# Gallery2 export plugin



## DawMatt (Aug 14, 2008)

Hi,

Does anyone here use the Lightroom to Gallery2 plugin?

It looks like it doesn't work with LR2.  Whenever I try to export to Gallery2 it doesn't detect any albums even though Gallery Remote is working fine (they use the same protocol).  I was hoping to avoid debugging it myself but I suspect I'll have to roll up the sleeves after all...

Thanks,
Matt


----------



## mbmark (Aug 14, 2008)

I will have to check it out.

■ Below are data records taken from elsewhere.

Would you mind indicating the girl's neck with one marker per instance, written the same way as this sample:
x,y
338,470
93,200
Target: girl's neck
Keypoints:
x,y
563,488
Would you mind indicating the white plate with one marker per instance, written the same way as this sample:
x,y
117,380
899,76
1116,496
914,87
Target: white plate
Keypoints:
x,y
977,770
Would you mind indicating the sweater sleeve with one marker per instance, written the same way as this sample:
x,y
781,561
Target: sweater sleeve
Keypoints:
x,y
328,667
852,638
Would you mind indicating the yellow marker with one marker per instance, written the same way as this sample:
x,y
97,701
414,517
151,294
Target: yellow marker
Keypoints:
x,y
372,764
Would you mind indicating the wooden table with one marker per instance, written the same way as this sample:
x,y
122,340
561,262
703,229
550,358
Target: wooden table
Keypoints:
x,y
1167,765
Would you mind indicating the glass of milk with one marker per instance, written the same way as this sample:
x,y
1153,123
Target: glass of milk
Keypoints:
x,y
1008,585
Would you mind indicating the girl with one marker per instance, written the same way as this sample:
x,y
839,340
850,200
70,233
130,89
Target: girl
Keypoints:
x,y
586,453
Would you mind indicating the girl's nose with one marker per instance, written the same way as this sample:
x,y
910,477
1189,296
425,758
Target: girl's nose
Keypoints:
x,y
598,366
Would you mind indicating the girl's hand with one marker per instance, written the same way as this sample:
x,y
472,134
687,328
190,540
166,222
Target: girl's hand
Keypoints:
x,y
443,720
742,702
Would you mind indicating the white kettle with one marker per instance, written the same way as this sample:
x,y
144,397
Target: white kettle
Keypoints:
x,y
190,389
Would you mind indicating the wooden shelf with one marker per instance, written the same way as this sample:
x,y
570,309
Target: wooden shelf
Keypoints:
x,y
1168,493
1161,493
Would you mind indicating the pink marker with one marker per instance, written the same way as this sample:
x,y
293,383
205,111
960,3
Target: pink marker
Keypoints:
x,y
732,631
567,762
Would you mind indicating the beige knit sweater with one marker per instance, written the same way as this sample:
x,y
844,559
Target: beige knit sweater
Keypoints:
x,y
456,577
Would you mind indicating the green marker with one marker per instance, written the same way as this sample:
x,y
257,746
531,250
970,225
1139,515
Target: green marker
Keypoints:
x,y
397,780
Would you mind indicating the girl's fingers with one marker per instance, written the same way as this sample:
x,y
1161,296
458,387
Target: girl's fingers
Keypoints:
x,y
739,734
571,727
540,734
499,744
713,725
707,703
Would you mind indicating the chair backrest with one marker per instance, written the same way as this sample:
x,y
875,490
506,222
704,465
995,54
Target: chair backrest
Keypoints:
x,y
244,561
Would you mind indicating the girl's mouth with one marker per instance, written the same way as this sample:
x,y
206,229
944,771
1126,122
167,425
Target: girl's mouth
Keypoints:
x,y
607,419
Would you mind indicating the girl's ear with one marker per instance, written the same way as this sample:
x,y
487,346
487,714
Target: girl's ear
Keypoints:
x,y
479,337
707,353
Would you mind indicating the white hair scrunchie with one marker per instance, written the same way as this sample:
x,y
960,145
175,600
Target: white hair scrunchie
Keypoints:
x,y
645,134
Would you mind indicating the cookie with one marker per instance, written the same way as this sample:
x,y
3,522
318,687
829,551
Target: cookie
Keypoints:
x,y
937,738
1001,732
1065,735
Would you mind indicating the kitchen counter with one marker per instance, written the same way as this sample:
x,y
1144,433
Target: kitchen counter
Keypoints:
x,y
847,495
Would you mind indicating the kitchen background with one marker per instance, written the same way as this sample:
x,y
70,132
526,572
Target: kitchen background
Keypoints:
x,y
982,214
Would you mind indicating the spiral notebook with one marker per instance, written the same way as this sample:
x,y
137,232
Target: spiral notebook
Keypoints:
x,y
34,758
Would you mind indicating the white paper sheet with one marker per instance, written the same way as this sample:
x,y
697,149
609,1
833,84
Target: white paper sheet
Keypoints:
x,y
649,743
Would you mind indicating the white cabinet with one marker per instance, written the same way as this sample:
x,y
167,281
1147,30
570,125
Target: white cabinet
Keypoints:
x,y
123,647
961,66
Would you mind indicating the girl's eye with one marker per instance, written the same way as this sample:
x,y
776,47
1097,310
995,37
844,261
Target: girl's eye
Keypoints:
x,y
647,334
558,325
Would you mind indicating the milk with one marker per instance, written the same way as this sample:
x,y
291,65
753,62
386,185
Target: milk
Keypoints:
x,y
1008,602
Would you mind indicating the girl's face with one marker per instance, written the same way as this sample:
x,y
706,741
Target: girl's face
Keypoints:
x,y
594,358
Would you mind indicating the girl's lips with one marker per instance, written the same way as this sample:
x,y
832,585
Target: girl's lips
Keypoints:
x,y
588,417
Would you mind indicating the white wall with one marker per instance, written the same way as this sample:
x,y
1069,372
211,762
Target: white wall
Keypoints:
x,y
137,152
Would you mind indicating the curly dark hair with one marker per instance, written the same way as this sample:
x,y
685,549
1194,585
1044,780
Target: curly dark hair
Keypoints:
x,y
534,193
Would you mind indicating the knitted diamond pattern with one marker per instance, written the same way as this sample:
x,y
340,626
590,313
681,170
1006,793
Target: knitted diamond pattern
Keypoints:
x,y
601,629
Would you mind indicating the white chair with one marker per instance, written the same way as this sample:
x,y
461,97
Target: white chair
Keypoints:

I used it without any problems with 1.4 now I didn't check it with LR2. I will try to do it this evening


----------



## DawMatt (Aug 14, 2008)

Thanks.  If it does work please also mention where you got your plugin from and which version you are using.  I think there are three or so different Gallery2 plugins floating around so maybe the one I'm using doesn't work, but another one does.

Thanks,
Matt


----------



## mbmark (Aug 14, 2008)

well I will do that I didn't know that there were some other plugins than the one I installed.


----------



## jimburgess (Aug 14, 2008)

See the Adobe Exchange:

http://www.adobe.com/cfusion/exchange/index.cfm?event=extensionDetail&loc=en_us&extid=1612'18


----------



## mbmark (Aug 14, 2008)

Well just to tell you that I checked it out a few minutes ago and my old plugin for Gallery export works perfectly and without problems a photo has been exported to Gallery
The photo itself is not really worth looking as this is a randomly chosen one from the just imported to Lightroom series

The plugin itself comes from that page : https://sourceforge.net/projects/lr-to-gallery/


----------



## DawMatt (Aug 14, 2008)

Thank you both for the feedback.

I initially downloaded a plugin from Adobe Exchange.  This is the one that wasn't working for me.

I'll try downloading both that have been checked.  Its entirely possible it is just a plugin bug that impacts me, rather than a general LR2 compatibility issue.

Thanks,
Matt


----------



## DawMatt (Aug 15, 2008)

Jim, 
The Exchange hosted plugin is now working for me (it didn't last time) and since its last code change was in March its a little difficult to explain why.  I suspect that last time I used an individual account to login instead of admin and that might be the problem.  
Probably some permissions issue.  I checked Gallery Remote and I'd used admin there, used admin to the credentials for the plugin, and finally my albums would load!  Thanks for prompting me to try it again.

Maciej, Thanks for doing that testing to verify the plugin worked.  The one on Adobe Exchange was developed (no pun intended) more recently so I'll stick with it for the moment.  If I encounter any problems I'll consider trying this one instead.  
PS The module on Adobe Exchange is a fork of the plugin you are using.  Quoting the readme file, improvements include:
  - Selection of LR metadata to map to Gallery metadata
  - French translation
  - Support for special characters in album lists
  - Editable log level
  - Support for special characters in usernames and passwords
  - German translation

Thanks,
Matt


----------



## big_lynx (Sep 18, 2008)

Hi,

does anyone have any experiences with using this plugin with Galery 1.5.x? Maybe this plugin is available separately on the net?


----------



## DawMatt (Oct 12, 2008)

Sorry, only have experience with Gallery2.

Matt


----------



## Mark Sirota (Jul 23, 2009)

I know it's been months... What's the current conventional wisdom on Gallery2 export plug-ins?

Thanks!


----------



## DawMatt (Aug 6, 2009)

I'm currently using this version. It allows me to specify the metadata field to be used for the title where the one on Sourceforge doesn't.

Matt


----------



## Mark Sirota (Aug 6, 2009)

Thanks, Matt, I'll give it a whirl.


----------